Vandevanter réfléchit un moment à la question.
— Eh bien, cela se pourrait peut-être, en effet. Mais quelle horrible pensée !
— Bon. Eh bien, dis-je, je vais réfléchir au problème.
Le soir même, j’invoquai Azazel, le petit démon de deux centimètres dont les pouvoirs mystérieux m’ont été d’une certaine utilité, une fois ou deux. Je ne sais pas si je vous en ai déjà parlé : je… Ah bon, vous êtes déjà au courant ? Vraiment ?

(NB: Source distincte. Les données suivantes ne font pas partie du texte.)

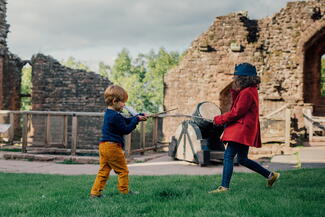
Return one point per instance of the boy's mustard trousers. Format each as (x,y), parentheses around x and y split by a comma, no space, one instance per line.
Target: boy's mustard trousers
(111,156)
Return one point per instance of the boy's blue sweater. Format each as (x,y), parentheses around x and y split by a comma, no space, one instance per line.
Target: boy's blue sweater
(115,126)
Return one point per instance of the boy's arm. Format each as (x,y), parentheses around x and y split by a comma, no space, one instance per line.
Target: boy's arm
(242,106)
(125,126)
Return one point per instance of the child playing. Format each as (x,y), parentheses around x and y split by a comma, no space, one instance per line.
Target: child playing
(111,155)
(242,126)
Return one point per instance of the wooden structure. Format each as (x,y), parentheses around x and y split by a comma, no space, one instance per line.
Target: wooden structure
(48,144)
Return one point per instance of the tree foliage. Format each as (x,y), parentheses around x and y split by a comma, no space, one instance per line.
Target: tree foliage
(323,75)
(26,88)
(143,77)
(71,62)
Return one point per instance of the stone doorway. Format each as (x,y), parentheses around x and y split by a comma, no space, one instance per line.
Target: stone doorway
(314,50)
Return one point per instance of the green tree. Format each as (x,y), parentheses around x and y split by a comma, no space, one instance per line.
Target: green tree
(323,75)
(158,65)
(26,88)
(104,70)
(143,77)
(72,63)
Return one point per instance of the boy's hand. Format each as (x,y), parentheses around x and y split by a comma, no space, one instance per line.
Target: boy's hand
(142,117)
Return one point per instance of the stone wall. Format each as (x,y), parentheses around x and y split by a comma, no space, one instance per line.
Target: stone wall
(10,68)
(276,45)
(58,88)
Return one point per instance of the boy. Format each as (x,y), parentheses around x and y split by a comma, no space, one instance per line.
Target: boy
(242,126)
(111,155)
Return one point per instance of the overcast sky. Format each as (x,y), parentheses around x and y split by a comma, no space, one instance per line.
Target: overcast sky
(96,30)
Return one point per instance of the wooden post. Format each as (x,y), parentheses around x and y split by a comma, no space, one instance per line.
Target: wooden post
(12,128)
(24,142)
(142,136)
(48,130)
(287,127)
(74,135)
(128,145)
(65,131)
(155,133)
(309,114)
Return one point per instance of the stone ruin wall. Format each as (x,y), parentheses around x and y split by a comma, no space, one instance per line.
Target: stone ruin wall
(275,45)
(55,88)
(58,88)
(10,68)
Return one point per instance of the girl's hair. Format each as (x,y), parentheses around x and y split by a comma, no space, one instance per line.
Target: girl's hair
(115,92)
(247,81)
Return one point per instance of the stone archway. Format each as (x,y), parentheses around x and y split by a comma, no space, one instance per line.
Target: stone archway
(313,50)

Quoi qu’il en soit, il apparut sur le petit cercle d’ivoire placé sur mon bureau, et où je brûle certains encens en récitant des incantations séculaires. Dont les détails sont secrets (non mais !).
Lorsqu’il se matérialisa, il portait un vêtement long et flottant, ou qui, du moins, paraissait tel au regard des deux centimètres qu’il mesure de la base de la queue à la pointe des cornes. Il avait un bras haut levé et il parlait d’une petite voix aiguë pendant que sa queue se tortillait d’un côté et de l’autre.
Il était de toute évidence en train de faire quelque chose, mais quoi ? C’est une créature vaine, uniquement préoccupée d’inanités. Je crois ne l’avoir jamais vu arriver au repos ou dans une posture digne. Il faut toujours qu’il vaque à toutes sortes d’activités futiles et insignifiantes dont il est furieux que je le distraie.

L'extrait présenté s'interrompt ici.